The World Bank Group Consultation Hub provides a one-stop shop for those interested in consultations hosted by the World Bank Group. On the hub are listed all ongoing and planned consultations as well as those that were closed within the past year. Information on the subject of consultation, on the scope and process of consultation, and on how to contribute to the World Bank Group's decisionmaking process is available. Feedback submitted by World Bank Group stakeholders can be viewed on a range of topics.

Consultative Group to Assist the Poorest

Consultative Group to Assist the Poorest (CGAP) is a global partnership of 34 leading organizations that seek to advance financial inclusion. CGAP develops innovative solutions through practical research and active engagement with financial service providers, policy makers, and hinders to enable approaches at scale. CGAP combines a pragmatic approach to responsible market development with an evidence-based advocacy platform to increase access to the financial services the poor need to improve their lives.

Corporate Governance

Improving corporate governance is a priority for IFC. Good corporate governance contributes to sustainable economic development by enhancing the performance of companies and increasing their access to outside capital. Increased access to capital encourages new investments, boosts economic growth, and provides employment opportunities. Good corporate governance also helps companies operate more efficiently, mitigates risk, and safeguards against mismanagement. Well-governed companies are therefore more accountable and transparent to investors and have the tools to respond to stakeholder concerns.
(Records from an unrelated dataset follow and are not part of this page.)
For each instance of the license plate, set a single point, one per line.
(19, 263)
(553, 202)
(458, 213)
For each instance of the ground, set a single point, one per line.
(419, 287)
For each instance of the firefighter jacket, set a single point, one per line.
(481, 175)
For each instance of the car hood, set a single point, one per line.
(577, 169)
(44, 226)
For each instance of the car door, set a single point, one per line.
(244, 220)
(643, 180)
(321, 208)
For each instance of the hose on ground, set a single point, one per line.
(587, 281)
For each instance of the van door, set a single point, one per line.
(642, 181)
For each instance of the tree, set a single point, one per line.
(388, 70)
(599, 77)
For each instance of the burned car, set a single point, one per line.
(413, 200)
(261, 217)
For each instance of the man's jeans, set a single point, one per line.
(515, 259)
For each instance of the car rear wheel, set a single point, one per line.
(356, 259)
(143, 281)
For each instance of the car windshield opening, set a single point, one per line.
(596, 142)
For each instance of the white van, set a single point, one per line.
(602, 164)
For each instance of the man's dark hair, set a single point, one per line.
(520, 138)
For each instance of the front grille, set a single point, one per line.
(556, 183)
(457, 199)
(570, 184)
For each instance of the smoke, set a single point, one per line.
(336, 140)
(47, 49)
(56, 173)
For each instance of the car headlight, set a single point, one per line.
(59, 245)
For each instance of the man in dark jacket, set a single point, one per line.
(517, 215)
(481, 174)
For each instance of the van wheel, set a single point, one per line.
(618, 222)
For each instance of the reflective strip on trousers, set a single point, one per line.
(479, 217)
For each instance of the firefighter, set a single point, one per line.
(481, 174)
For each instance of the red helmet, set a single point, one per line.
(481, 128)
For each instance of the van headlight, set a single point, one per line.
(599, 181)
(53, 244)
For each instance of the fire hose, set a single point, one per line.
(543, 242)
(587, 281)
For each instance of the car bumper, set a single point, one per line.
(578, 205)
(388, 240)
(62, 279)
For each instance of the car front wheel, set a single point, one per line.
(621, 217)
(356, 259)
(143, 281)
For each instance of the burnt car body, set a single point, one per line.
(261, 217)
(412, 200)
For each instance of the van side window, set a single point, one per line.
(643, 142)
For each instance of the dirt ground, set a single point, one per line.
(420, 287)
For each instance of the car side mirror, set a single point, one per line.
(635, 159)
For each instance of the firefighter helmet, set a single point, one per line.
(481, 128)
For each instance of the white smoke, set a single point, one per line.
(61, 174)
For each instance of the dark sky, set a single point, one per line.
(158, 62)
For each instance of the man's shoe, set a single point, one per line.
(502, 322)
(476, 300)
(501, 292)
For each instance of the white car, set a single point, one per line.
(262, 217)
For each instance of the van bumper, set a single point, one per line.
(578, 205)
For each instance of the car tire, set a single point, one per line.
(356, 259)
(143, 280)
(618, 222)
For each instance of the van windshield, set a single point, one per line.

IFC was the first development finance institution to require corporate governance analysis of every investment transaction as part of its due diligence process. IFC provides investment support and advice on good practices for improving board effectiveness, strengthening shareholder rights, and enhancing the governance of risk management, internal controls, and corporate disclosure.

IFC works in close collaboration with the World Bank to ensure that regulation in emerging markets is developed using IFC's frontline experience as an investor. As such, IFC also advises regulators, stock market administrators, and others with an interest in improving corporate governance.
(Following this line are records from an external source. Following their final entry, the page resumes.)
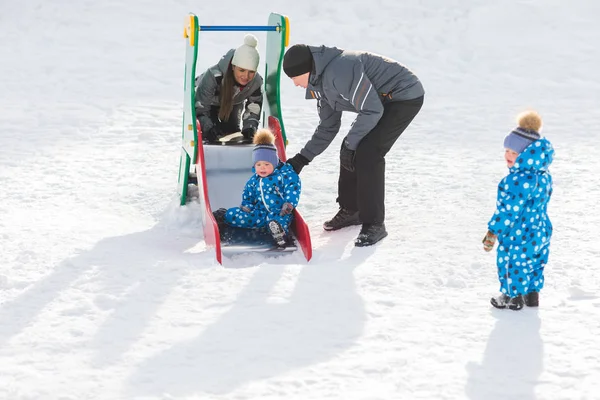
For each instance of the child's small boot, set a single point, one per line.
(504, 301)
(278, 233)
(532, 299)
(220, 217)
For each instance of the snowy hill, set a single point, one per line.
(108, 292)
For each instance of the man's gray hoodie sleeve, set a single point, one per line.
(359, 91)
(329, 125)
(206, 88)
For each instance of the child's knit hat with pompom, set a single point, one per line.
(526, 133)
(264, 149)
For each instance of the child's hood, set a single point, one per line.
(537, 157)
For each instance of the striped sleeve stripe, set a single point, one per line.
(366, 95)
(362, 94)
(357, 86)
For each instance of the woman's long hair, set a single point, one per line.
(226, 101)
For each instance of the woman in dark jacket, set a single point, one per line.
(230, 92)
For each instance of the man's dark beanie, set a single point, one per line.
(297, 60)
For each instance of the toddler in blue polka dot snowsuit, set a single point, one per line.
(520, 223)
(271, 193)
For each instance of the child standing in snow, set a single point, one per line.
(520, 223)
(269, 196)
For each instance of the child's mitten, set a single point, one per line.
(488, 241)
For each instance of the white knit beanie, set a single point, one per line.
(246, 55)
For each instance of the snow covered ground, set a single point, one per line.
(108, 292)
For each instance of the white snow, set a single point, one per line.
(107, 290)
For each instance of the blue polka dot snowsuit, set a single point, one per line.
(521, 221)
(264, 197)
The IFC Corporate Governance Methodology is a system for evaluating corporate governance risks and opportunities that is recognized as the most advanced of its kind among development finance institutions. This methodology is the basis for a coordinated approach to corporate governance now implemented by more than 30 development finance institutions. IFC also helps strengthen local partners who will continue to provide corporate governance services over the long term. This includes training materials and institution-building tools in the areas of corporate governance associations, codes and scorecards, board leadership training, dispute resolution, the training of business reporters, and implementation of good governance practices in firms.

Strong corporate governance depends on diversity in board leadership. IFC strives to increase the number of women who serve as nominee directors on the boards of its clients. Nearly 24 percent of IFC nominee directors are women, and IFC is committed to increasing that share to 30 percent by 2015.